C'est du moins la conclusion des travaux menés par deux chercheurs américains, Alex Compton et Michael Emerman, du Fred Hutchinson Cancer Research Center de Seattle. À la différence de leurs prédécesseurs qui ont estimé l'âge de ces lentivirus en fonction de leurs taux de mutation, ces deux scientifiques se sont focalisés sur les traces d'une coévolution génétique entre le virus et ses hôtes.

Au lieu de se concentrer sur les mutations dans le génome du VIS, les scientifiques ont cherché les traces d'une sélection naturelle dans les gènes de résistance au VIS chez diverses espèces de singes. Ces gènes existeraient depuis au moins 5 millions d'années, preuve que les virus auraient déjà sévi à cette époque reculée. © Peter Artymiuk, Wellcome Images, Flickr, cc by nc nd 2.0

Bien qu'aujourd'hui, les singes semblent le plus souvent insensibles au VIS, il n'en a pas toujours été ainsi. Dans le génome des primates, on retrouve les traces ancestrales d'une sélection naturelle : les individus disposant des gènes leur conférant une résistance à ces virus survivaient mieux. De son côté, le virus devait muter pour franchir les défenses de ses hôtes primates. Un cercle vicieux s'est ainsi instauré.

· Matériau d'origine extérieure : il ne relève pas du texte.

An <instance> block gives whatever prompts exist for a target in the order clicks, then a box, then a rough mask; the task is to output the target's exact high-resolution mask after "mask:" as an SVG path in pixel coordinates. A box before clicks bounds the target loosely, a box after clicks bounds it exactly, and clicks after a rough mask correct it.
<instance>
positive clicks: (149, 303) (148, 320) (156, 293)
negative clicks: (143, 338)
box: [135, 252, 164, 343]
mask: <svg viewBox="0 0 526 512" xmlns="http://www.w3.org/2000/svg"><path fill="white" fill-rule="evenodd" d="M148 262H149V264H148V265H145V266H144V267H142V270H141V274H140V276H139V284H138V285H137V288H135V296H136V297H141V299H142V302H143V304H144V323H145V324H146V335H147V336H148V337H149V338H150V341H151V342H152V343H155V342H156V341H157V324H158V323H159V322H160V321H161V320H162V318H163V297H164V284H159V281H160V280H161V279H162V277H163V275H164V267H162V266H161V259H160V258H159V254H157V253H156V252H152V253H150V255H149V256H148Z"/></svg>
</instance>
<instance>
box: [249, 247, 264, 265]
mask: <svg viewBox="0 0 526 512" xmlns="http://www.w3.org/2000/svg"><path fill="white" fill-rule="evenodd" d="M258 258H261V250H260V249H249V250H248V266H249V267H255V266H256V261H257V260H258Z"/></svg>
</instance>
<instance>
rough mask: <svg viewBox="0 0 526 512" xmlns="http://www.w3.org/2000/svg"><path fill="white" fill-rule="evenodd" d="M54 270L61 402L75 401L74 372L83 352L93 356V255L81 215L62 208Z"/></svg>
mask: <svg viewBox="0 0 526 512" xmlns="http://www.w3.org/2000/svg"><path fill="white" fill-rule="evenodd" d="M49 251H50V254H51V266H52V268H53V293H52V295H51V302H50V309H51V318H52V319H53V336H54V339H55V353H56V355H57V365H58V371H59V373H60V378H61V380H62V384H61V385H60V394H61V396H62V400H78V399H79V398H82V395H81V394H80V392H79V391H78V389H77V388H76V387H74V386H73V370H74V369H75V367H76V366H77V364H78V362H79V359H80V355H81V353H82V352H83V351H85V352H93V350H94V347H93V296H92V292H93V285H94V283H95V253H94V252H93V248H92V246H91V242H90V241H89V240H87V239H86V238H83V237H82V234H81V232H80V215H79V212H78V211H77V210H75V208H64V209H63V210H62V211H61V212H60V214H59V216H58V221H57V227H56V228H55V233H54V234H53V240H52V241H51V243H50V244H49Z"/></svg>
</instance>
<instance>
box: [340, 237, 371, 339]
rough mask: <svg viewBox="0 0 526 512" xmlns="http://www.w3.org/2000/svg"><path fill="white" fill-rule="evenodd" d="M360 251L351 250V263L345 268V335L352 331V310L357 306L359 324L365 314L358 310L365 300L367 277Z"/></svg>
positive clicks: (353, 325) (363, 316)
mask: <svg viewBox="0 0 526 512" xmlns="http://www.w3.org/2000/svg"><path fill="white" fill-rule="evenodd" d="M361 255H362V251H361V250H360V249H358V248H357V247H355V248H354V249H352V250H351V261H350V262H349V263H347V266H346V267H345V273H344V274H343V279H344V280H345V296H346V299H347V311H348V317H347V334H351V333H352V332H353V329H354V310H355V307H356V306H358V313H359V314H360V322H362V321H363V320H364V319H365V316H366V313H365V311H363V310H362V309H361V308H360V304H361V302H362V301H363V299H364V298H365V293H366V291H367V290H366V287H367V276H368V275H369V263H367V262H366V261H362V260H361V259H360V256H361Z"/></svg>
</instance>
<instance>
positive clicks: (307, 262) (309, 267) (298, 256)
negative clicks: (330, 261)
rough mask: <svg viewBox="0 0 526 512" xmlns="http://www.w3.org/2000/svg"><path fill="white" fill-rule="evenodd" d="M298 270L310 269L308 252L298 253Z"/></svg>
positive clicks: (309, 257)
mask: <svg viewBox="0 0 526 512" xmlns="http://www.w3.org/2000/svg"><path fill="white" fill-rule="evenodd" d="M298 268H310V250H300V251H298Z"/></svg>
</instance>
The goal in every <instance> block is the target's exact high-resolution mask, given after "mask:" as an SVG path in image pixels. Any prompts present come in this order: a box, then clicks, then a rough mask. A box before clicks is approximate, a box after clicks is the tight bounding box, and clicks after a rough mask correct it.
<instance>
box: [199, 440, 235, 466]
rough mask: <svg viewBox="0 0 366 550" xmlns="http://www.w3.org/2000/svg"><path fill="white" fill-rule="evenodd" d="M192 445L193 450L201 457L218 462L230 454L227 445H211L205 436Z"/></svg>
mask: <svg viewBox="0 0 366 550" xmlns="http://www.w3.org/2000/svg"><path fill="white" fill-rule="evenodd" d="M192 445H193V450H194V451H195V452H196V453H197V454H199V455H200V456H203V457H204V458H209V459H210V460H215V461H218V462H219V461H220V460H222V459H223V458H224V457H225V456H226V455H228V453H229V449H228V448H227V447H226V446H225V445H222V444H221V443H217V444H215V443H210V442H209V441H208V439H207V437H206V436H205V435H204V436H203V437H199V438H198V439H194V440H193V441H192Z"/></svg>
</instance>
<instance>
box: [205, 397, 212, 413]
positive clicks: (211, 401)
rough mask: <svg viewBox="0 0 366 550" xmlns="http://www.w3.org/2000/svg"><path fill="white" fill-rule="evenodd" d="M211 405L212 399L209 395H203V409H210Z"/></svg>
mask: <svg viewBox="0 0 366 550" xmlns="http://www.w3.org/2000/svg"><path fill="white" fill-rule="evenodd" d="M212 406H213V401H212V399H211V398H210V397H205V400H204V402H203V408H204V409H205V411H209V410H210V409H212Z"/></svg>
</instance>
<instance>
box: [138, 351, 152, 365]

Parmi les gènes de l'hôte permettant une résistance à l'infection, on trouve Apobec3g. Il a été montré qu'il empêchait une des protéines du virus, nommée Vif, d'agir, et bloquait ainsi la réplication du pathogène. Du fait de la coévolution et de la course pour la survie, ce gène a progressivement muté pour s'adapter à son ennemi. C'est à partir des datations de ces mutations que les chercheurs ont entrepris de dater les origines des lentivirus.

L'ancêtre du VIH prend 5 millions d'années d'un coup

Ce n'est pas le génome humain qui a été scruté, mais celui de chimpanzés, de gorilles, d'orangs-outans ou encore de macaques. Chez ces primates, les analyses montrent qu'on observe des traces de sélection naturelle au niveau de ce gène depuis au moins cinq ou six millions d'années. Plus fort encore : une insertion génique, conférant une protection contre la protéine virale Vif, a été repérée chez des petits singes de la sous-famille des colobinés, suggérant une infection datant de 12 millions d'années.

Cela nous repousse très loin en arrière. Mais durant ce laps de temps, les espèces de primates ont su s'adapter, de manière à développer une résistance pleinement effective contre « leur » Sida. Pour notre part, il faudra trouver un traitement efficace avant d'attendre que la sélection naturelle fasse son œuvre, car cela nous promettrait encore bien des millénaires difficiles.